Il lucchetto alle corde vocali che impedisce di dire: mi dispiace
Il potere benefico delle scuse in chi le riceve e in chi le offre a patto che l’attenzione delle scuse sia concentrata sull’offesa arrecata, non sulla reazione dell’altro
Ci sono persone dotate di una specie di lucchetto alle corde vocali, che le blocca ogni volta che arriva il momento di chiedere scusa. Queste persone sono di solito grandi esattori di scuse altrui, ma il lucchetto impedisce loro di pronunciare le parole: mi dispiace. Il cervello elabora un gran numero di rivendicazioni, tesi, antitesi, o anche soltanto un’alzata di spalle o una gigantesca recriminazione oppure, nella maggior parte dei casi, un surrogato di scuse accompagnato da così tante giustificazioni, attenuanti e accuse di esagerazione nei confronti di chi si sente offeso o ferito, che le scuse perdono totalmente il loro valore e anzi fanno arrabbiare ancora di più. Esempio: mi dispiace che tu l’abbia presa così male. Mi dispiace che tu ti senta così. Mi dispiace che tu non abbia capito che io non avevo nessuna intenzione di ferirti. Sono le scuse narcisistiche (di solito la parola “scusa” è seguita da “ma”) che vengono offerte per salvare se stessi e non per curare chi è offeso o dispiaciuto o ritiene di avere subito un torto. Non hanno nessun valore e nessun effetto distensivo e anzi creano rabbia perché compromettono la sincerità delle scuse. Il loro significato profondo è: non mi dispiace affatto, non ho fatto niente, sei tu che hai un brutto carattere, sei tu che hai capito male, sei tu che hai dei problemi. Quindi, cercate di aprire quel lucchetto alle corde vocali e provate, nel chiedere scusa, a non essere prolissi infarcendo quelle poche necessarie parole di spiegazioni fumose (che annullano il significato del gesto). E non pretendete di essere perdonati in quel momento esatto. Non vi riguarda. Non potete decidere voi se e quando l’offesa, il dolore, il danno è stato riparato.

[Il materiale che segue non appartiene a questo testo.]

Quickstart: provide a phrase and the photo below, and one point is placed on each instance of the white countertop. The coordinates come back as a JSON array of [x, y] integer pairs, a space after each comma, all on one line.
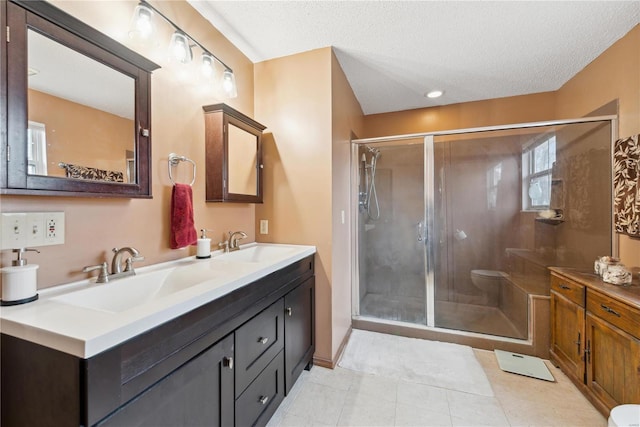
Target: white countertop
[[56, 321]]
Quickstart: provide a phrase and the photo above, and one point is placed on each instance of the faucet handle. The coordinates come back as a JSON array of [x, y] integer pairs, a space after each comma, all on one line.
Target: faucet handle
[[103, 277]]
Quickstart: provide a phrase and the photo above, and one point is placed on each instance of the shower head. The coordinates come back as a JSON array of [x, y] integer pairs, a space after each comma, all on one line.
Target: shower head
[[374, 151]]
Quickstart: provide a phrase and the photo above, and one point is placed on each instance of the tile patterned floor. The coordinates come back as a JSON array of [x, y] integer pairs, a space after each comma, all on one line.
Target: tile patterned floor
[[340, 397]]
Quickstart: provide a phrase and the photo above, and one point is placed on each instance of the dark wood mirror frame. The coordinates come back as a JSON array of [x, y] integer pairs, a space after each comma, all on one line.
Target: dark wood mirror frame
[[21, 15]]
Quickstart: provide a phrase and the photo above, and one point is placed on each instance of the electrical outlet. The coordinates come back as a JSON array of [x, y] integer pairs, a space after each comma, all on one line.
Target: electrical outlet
[[264, 226], [34, 231], [53, 228], [14, 226]]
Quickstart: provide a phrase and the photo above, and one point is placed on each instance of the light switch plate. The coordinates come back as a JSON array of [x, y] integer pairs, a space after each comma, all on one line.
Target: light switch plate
[[14, 228], [31, 229]]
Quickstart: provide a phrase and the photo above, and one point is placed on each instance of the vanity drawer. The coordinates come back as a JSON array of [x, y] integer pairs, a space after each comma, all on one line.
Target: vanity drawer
[[261, 399], [569, 289], [619, 314], [257, 343]]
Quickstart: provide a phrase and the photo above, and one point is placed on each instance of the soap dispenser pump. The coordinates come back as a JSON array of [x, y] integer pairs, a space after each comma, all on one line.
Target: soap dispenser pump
[[203, 249], [20, 281]]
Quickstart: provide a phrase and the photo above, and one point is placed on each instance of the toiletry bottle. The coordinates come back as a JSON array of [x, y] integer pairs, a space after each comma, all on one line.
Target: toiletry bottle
[[20, 281], [204, 246]]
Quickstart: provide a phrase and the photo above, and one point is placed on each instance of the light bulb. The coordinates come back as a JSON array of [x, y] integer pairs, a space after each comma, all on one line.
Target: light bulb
[[229, 84], [207, 64], [179, 48], [142, 22]]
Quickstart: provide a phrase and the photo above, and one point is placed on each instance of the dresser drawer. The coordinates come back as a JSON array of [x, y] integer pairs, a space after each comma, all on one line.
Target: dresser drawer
[[257, 343], [571, 290], [261, 399], [619, 314]]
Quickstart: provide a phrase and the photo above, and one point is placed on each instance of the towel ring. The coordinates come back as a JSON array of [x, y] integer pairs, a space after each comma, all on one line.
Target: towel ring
[[174, 160]]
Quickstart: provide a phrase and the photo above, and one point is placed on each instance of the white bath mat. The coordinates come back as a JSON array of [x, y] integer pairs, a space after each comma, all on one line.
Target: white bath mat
[[433, 363], [522, 364]]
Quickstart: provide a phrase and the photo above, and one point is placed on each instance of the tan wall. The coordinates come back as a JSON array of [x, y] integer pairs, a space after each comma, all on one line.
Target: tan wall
[[93, 138], [293, 99], [613, 75], [500, 111], [94, 226], [346, 120]]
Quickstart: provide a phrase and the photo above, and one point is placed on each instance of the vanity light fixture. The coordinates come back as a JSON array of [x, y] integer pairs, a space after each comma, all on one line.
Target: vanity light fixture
[[180, 45], [207, 64], [142, 22], [179, 48]]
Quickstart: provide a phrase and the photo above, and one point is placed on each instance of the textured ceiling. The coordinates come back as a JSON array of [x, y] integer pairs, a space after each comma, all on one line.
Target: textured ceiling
[[392, 52]]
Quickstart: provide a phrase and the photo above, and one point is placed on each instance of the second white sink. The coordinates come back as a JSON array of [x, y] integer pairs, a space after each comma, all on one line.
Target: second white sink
[[127, 293]]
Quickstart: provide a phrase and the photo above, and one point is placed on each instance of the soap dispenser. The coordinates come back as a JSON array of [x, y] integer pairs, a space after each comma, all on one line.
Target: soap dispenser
[[20, 281], [203, 250]]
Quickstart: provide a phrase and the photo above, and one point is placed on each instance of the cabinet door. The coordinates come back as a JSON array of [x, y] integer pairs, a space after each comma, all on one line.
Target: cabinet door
[[613, 363], [567, 335], [198, 393], [299, 331]]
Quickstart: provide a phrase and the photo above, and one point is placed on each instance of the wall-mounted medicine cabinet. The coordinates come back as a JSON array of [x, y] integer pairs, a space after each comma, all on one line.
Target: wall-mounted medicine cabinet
[[233, 143]]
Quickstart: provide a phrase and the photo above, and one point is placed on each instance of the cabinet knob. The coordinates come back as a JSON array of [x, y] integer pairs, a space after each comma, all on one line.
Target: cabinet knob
[[609, 310], [227, 362]]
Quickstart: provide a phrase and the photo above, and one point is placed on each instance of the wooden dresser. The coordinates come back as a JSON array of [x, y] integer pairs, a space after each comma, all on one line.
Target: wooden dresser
[[595, 336]]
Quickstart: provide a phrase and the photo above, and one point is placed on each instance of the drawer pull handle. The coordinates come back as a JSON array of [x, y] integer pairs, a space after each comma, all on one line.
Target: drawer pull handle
[[227, 362], [609, 310]]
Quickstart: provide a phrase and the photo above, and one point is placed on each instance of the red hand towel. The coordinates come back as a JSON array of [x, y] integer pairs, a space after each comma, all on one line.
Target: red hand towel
[[183, 231]]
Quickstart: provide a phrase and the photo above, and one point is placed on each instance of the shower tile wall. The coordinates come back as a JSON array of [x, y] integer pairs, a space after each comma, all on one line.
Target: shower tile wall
[[394, 261], [463, 205]]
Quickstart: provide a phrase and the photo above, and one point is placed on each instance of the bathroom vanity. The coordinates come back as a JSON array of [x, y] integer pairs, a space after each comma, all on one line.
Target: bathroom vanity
[[229, 351], [595, 336]]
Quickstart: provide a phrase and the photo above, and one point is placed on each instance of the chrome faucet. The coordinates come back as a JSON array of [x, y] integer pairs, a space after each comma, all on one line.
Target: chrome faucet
[[116, 262], [234, 238], [116, 265]]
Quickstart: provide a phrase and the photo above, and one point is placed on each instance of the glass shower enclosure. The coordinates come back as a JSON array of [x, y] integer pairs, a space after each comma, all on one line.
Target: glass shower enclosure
[[455, 230]]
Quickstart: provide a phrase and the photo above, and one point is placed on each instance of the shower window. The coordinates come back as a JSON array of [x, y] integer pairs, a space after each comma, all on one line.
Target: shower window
[[537, 164]]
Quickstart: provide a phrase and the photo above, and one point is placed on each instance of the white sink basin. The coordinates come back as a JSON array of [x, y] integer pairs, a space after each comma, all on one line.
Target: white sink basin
[[126, 293], [260, 253]]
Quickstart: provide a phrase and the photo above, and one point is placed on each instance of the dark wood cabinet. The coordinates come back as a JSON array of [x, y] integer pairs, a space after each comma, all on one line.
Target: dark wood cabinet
[[233, 155], [259, 401], [222, 363], [257, 342], [595, 337], [299, 331], [567, 327], [198, 393]]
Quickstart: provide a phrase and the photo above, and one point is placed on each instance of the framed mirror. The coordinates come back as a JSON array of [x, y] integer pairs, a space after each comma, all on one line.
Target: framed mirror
[[77, 109], [233, 145]]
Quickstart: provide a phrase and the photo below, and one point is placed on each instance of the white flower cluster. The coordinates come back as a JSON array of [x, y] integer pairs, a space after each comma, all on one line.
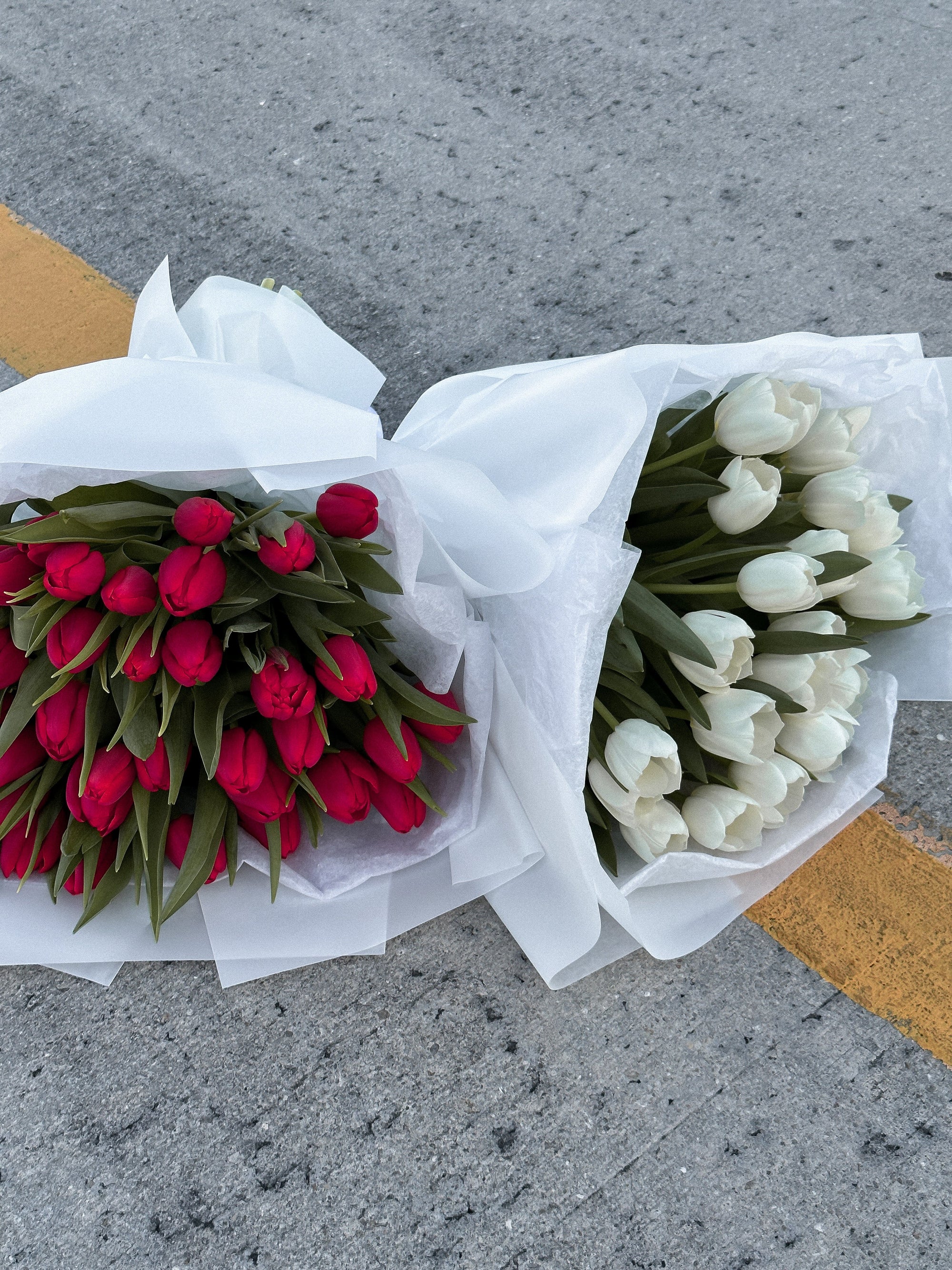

Il New York Times racconta il potere benefico delle scuse in chi le riceve (la pressione arteriosa si abbassa, il respiro si fa regolare, l’ossessione divorante a volte sparisce), ma anche in chi le offre, e spiega che non è consentito barare, offrendo scuse piene di divagazioni: l’attenzione delle scuse deve essere concentrata sull’offesa arrecata, non sulla reazione dell’altro, che magari è stata eccessiva, infantile, morbosa, lacrimosa o malevola: non importa, se abbiamo deciso di chiedere scusa, cerchiamo di esserne all’altezza. Ci sarà tempo, poi, tutta la vita, per ristabilire le proporzioni e per far fruttare quelle scuse. Perché gli esseri umani sono programmati per stare sulla difensiva, e per essere convinti delle proprie ragioni. Quindi dire: ti chiedo scusa (sempre che non riguardi l’essersi urtati accidentalmente sull’autobus o non essere riusciti a tenere aperta la porta al ristorante) è una specie di piccolo miracolo che va compiuto fino in fondo, senza discutere, smentire, interrompere chi ci sta spiegando, dentro il suo momento di liberazione e trionfo, quanto ha sofferto, quanto è stato deluso. Ci si può chiedere scusa anche per cose accadute anni prima, e perfino per umiliazioni che si ritiene di non avere mai inflitto. Secondo il New York Times tra parenti è molto più difficile, perché ognuno in famiglia ha la sua storia di torti subiti, percepiti, covati in silenzio, e come si può resistere alla tentazione di una lunga meravigliosa catena di recriminazioni? Ma se si ha il coraggio di dire, senza fronzoli: ho sbagliato e ti chiedo scusa, si assisterà al potere magico di queste poche parole. Perfino i cuori spezzati si ricompongono.